8 October 2021
Artistic Research Journeys
Agency and Distributed Creativity in Interactive Compositions
- Interactive compositions
- Interactive music systems
- Music AI
This research explores the aesthetic and composition-technical implications of interactive compositions, i.e., musical works that involve mutual real-time adaptation between musicians and interactive computer music systems. The latter are conceived as artificial “cognizers” capable of collecting and processing auditory information and acting both in response to human actions and independently of them, as a result of autonomous generative processes. The musical works composed as part of this research are rooted in a distributed notion of creativity that encompasses both human (composer and performers) and non-human actors (computer music system) and is manifested in the high degree of interpretative freedom and machine autonomy involved in them.
The premise of this compositional approach lies in a notion of work identity that encompasses, rather than excludes, diverse musical outcomes. As a result, the relationship between musical authorship and interpretative freedom lies at the center of this research. This relationship was explored using a series of experimentation methods based on guided improvisation tasks and conducted with the help of the musicians, and ethnographically informed data collection methods, such as observation, questionnaires and interviews with the musicians.
Artemi-Maria Gioti is a composer and artistic researcher working in the fields of artificial intelligence, musical robotics and participatory sound art. Her compositions include works for acoustic instruments and interactive electronics, musical robotics and participatory performances and have been performed in Greece, Austria, Portugal, Germany, Denmark, Canada, The Netherlands and in the USA.
Her research explores the transformative potential of new technologies for musical thinking and seeks to redefine notions of authorship, performership and the construct of the musical work, by shifting the focus of the compositional process from the sonic to the sociosonic domain.

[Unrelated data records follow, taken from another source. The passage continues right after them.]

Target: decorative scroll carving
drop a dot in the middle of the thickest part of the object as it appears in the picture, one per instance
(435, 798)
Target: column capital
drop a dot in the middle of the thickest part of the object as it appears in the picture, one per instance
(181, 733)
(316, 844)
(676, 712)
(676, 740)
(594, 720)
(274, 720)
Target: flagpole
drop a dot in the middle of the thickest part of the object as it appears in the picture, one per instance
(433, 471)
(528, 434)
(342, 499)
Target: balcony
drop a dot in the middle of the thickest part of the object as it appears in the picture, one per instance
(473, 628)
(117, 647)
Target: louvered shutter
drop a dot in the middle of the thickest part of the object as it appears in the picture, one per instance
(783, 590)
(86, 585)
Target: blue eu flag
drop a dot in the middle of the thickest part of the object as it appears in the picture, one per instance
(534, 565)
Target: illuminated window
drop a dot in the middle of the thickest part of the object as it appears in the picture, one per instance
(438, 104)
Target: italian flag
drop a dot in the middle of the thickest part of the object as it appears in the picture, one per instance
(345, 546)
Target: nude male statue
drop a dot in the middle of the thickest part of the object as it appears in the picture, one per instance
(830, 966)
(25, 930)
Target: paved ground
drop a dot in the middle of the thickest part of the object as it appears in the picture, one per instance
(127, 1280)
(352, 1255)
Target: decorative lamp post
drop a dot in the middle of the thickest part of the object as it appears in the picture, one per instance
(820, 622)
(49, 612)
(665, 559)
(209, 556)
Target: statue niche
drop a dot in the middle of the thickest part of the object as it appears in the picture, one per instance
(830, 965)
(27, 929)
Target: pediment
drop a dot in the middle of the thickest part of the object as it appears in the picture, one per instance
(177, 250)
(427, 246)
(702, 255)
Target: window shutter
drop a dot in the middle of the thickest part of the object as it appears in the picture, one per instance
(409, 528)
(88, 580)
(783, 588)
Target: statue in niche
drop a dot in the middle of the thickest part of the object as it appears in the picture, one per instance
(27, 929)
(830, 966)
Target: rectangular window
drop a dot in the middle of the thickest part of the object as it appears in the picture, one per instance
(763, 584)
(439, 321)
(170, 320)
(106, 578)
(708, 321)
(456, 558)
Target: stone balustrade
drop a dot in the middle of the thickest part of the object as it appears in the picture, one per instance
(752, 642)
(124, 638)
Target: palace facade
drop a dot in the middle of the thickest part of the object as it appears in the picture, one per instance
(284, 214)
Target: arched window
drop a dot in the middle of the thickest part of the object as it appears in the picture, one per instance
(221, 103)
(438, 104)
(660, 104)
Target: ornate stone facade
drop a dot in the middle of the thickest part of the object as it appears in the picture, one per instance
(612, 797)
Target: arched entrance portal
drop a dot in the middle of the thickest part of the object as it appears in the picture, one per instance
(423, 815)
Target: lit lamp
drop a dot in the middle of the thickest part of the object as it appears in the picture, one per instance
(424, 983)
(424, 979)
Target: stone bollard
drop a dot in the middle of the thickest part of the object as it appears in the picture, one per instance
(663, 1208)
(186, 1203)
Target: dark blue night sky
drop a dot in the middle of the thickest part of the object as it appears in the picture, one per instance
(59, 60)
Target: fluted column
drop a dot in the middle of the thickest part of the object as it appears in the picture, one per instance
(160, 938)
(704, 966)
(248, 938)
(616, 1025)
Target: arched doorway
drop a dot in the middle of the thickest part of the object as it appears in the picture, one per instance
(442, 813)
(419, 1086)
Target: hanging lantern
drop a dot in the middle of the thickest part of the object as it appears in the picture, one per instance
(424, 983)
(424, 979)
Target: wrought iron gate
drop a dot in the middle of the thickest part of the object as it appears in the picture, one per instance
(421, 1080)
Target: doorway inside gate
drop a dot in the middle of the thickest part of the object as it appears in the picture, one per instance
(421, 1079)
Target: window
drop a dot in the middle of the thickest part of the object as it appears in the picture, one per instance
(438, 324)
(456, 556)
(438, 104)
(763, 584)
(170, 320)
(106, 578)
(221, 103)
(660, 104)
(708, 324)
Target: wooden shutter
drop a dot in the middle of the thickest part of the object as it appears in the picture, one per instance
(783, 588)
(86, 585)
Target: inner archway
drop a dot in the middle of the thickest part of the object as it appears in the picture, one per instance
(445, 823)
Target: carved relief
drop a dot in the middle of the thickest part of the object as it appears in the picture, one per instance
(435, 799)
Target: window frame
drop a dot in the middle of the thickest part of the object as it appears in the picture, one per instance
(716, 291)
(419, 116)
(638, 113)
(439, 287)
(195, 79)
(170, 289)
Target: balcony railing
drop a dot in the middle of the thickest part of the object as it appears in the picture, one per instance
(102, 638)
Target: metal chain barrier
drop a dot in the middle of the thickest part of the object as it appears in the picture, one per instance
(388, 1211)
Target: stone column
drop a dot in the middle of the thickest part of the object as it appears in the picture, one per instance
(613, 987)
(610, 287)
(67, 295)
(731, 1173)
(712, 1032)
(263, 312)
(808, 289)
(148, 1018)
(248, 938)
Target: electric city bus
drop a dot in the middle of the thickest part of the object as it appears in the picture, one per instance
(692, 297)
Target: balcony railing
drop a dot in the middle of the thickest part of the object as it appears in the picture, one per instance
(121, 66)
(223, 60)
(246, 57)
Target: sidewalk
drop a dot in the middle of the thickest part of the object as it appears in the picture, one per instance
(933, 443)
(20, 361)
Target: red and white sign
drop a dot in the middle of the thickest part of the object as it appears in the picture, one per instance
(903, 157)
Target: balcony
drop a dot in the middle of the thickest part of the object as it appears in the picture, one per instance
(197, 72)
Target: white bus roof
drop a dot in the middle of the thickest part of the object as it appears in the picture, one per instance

Interactivity is a central focus of her work, which views the musical work as the product of collaborative and distributed human-human and human-computer co-creativity.
She studied Composition, Electroacoustic Composition and Computer Music at the University of Macedonia (Greece), the University of Music and Performing Arts of Vienna and the University of Music and Performing Arts of Graz, where she is currently pursuing her doctoral degree and working as a researcher.